Update; Tying Together Different Perspectives

Leaving our day at Winooski and Burlington we had redefined the story we were looking to uncover. We turned our attention to our own schools to see if we could identify a contrast between the experiences of ELL students in schools with more diversity ( Burlington and Winooski) and ELL students in schools with very little diversity (our own high schools and middle schools). We also wanted to conduct interviews with non-ELL students to see what they knew about ELL education.

In the few weeks that have past, we have made a lot of progress in the way of accomplishing our goals. Gretta and I spent one of our free blocks interviewing an exchange student from Kazakhstan as well as some of our friends.  It was a really great experience and we got some valuable responses out of our conversations. The exchange student, Diana was able to explain the experience of coming to America for the first time, her experiences and the differences between Middlebury high school and the schools in Kazakhstan. However, she wasn’t put in an ELL program and she didn’t know anything about the program or its students. The same went for the American-born students; they didn’t know anything about ELL or that it even existed at our school.

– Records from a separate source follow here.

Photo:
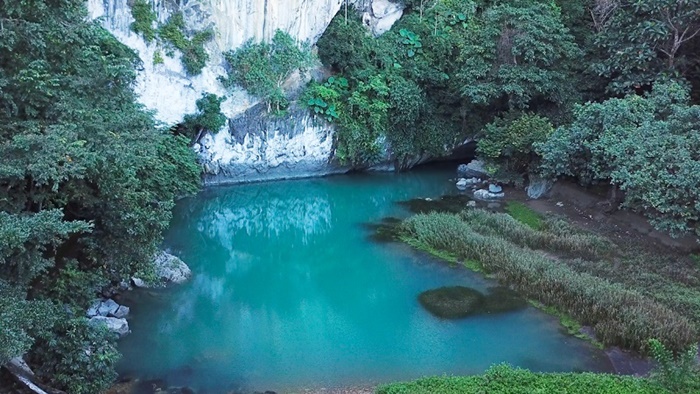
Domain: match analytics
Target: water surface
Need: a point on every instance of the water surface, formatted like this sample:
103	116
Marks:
289	292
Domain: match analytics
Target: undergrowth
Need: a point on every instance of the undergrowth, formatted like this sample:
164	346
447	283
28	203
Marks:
524	214
504	379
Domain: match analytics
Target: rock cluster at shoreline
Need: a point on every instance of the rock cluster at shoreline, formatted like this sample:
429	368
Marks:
168	269
110	314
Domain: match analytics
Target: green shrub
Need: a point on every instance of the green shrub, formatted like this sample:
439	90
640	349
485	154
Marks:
678	374
504	379
157	58
21	321
173	34
525	215
208	116
144	19
262	68
77	357
508	143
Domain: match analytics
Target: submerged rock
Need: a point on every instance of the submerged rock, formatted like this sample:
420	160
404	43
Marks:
168	269
107	307
454	204
457	302
502	299
121	312
475	169
385	231
113	324
171	269
483	194
451	302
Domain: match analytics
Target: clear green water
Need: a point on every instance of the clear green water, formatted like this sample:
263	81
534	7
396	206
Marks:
289	292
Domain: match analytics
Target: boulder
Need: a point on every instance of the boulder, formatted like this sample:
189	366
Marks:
171	269
168	269
107	307
495	189
475	169
538	187
461	184
93	309
113	324
483	194
121	312
451	302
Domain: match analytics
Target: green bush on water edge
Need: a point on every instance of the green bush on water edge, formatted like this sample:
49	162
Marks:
504	379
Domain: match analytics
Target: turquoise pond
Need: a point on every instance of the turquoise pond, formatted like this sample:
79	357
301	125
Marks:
290	292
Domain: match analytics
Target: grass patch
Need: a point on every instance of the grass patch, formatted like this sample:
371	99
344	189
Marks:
503	379
504	247
571	325
525	215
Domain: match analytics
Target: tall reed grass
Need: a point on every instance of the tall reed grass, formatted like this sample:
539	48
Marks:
508	250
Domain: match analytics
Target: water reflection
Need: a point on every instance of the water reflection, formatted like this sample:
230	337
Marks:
288	292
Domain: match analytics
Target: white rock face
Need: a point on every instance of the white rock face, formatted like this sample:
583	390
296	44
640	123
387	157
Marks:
267	151
117	326
261	148
171	269
168	269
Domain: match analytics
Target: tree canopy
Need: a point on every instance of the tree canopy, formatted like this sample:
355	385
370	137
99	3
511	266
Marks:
87	182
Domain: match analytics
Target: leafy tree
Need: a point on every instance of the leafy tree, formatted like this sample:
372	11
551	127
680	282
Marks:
643	39
77	356
262	68
646	146
87	183
22	321
208	116
518	52
144	18
173	35
508	143
679	374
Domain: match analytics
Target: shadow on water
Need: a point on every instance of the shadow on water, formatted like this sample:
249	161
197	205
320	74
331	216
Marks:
288	293
457	302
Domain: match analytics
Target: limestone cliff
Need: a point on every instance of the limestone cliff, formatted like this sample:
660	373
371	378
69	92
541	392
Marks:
253	146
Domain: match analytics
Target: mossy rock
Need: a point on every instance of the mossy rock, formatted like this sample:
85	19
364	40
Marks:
452	302
450	204
502	299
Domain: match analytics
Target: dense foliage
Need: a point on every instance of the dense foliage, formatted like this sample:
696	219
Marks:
508	73
649	146
262	68
440	74
86	186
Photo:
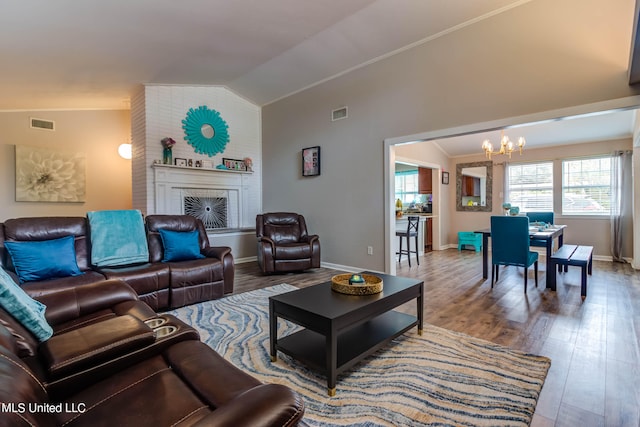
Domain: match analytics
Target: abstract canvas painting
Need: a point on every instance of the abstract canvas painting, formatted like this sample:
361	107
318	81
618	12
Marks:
45	175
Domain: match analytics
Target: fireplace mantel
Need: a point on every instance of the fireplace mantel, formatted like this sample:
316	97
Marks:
172	183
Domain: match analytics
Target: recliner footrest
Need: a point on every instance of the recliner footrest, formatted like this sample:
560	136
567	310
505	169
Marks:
87	346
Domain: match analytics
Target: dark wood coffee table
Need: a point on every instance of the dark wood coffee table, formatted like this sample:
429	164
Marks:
340	330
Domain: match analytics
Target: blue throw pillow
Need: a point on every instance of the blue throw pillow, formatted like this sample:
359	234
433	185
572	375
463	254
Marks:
46	259
180	245
26	310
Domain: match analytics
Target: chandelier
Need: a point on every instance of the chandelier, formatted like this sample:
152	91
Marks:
506	146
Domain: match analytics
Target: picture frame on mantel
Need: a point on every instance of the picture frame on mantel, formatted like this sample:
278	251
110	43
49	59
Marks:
445	178
311	161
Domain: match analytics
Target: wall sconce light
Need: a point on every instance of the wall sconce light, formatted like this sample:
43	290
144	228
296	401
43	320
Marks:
125	151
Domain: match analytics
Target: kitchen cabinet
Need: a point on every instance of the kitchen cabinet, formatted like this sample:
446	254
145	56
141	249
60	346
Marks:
470	186
425	185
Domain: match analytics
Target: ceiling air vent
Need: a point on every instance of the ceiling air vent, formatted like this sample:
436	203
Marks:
42	124
340	113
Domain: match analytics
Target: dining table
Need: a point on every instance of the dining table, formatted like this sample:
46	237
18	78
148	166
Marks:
547	234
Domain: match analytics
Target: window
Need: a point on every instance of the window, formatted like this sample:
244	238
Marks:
407	186
530	186
586	186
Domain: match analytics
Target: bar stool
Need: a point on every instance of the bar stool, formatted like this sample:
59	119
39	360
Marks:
412	231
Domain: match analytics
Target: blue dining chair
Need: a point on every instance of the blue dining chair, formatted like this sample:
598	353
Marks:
510	246
547	218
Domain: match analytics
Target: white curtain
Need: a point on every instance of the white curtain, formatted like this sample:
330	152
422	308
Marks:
620	186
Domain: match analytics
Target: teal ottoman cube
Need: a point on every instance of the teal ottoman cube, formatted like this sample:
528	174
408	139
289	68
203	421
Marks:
469	238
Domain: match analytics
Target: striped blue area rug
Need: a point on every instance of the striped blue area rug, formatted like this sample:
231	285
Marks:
440	378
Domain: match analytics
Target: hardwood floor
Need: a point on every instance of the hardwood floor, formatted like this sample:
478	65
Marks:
594	378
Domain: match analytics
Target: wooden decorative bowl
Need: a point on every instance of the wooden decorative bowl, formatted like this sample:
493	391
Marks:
372	285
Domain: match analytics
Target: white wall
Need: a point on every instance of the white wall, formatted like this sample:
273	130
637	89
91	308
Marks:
157	112
97	134
521	62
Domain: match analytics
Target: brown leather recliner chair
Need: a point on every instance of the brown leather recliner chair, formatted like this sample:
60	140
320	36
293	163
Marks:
284	244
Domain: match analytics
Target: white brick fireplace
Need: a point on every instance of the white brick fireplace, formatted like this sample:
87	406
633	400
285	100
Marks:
220	198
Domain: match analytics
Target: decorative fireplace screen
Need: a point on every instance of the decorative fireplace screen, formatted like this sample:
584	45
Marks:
213	207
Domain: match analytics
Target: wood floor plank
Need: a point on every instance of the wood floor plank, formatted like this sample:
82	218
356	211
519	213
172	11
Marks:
594	377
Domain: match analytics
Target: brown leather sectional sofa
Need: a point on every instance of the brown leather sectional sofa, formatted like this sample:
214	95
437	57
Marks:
161	285
113	361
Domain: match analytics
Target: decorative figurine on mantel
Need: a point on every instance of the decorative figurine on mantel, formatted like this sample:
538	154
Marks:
248	163
167	154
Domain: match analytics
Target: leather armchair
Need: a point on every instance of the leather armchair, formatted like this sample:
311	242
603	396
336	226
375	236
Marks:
284	244
194	280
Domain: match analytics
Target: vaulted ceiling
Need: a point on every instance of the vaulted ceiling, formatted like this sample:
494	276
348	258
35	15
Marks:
93	54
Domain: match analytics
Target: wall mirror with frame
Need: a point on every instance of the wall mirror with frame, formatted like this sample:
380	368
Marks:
474	183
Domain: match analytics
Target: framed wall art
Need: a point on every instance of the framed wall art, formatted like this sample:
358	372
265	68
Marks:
445	178
45	175
311	161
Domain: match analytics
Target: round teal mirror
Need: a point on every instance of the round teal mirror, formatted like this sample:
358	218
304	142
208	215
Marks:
205	131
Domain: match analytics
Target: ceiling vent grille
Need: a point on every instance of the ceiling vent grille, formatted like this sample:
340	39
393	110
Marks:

Hearing their responses made me reflect back to the beginning of the year when I had about the same level of knowledge surrounding the topic. Another thing that struck me as interesting is that they all were under the impression that other schools in Vermont carried about the same amount of diversity as ours (our school has hardly any diversity). This also related back to my prior knowledge. Even though I had met people from Winooski and knew that their school had a much higher percentage of new Americans, I was still taken by surprise at just how different it was when I actually visited the school.

However, during the process of comparing our own school to more diverse schools in the state we have hit a few roadblocks. What we really need in addition to the perspectives of American-born students is the perspectives of the ELL students themselves. I knew that there was an ELL class in the painting room at the end of the day, as I spend a good amount of time in that room. So I decided to contact the teacher via email to see if Gretta and I could sit-in on a class and possibly conduct some interviews. Gretta went and contacted another ELL teacher from our school district to ask the same. Unfortunately, things didn’t go exactly as we had planned. Both teachers agreed that neither of them were in positions to speak about the program on camera and that filming the class or its students would be a violation of individual privacy. So were are unable to provide any perspective from the ELL students at Middlebury. In addition to this challenge,  we found out that not all of our schools even have ELL programs. We are still hoping to get a few interviews from ELL students but it won’t be the same kind of balance in perspective that we were hoping for.

We certainly will have a lot of material to work with, what we really need to focus our attention on is defining a narrative. I’m sure during the next couple work sessions we will be able to devise a way to convey a clear message to our audience using the footage and knowledge we have collected. Our next task will be to articulate exactly what that message will be.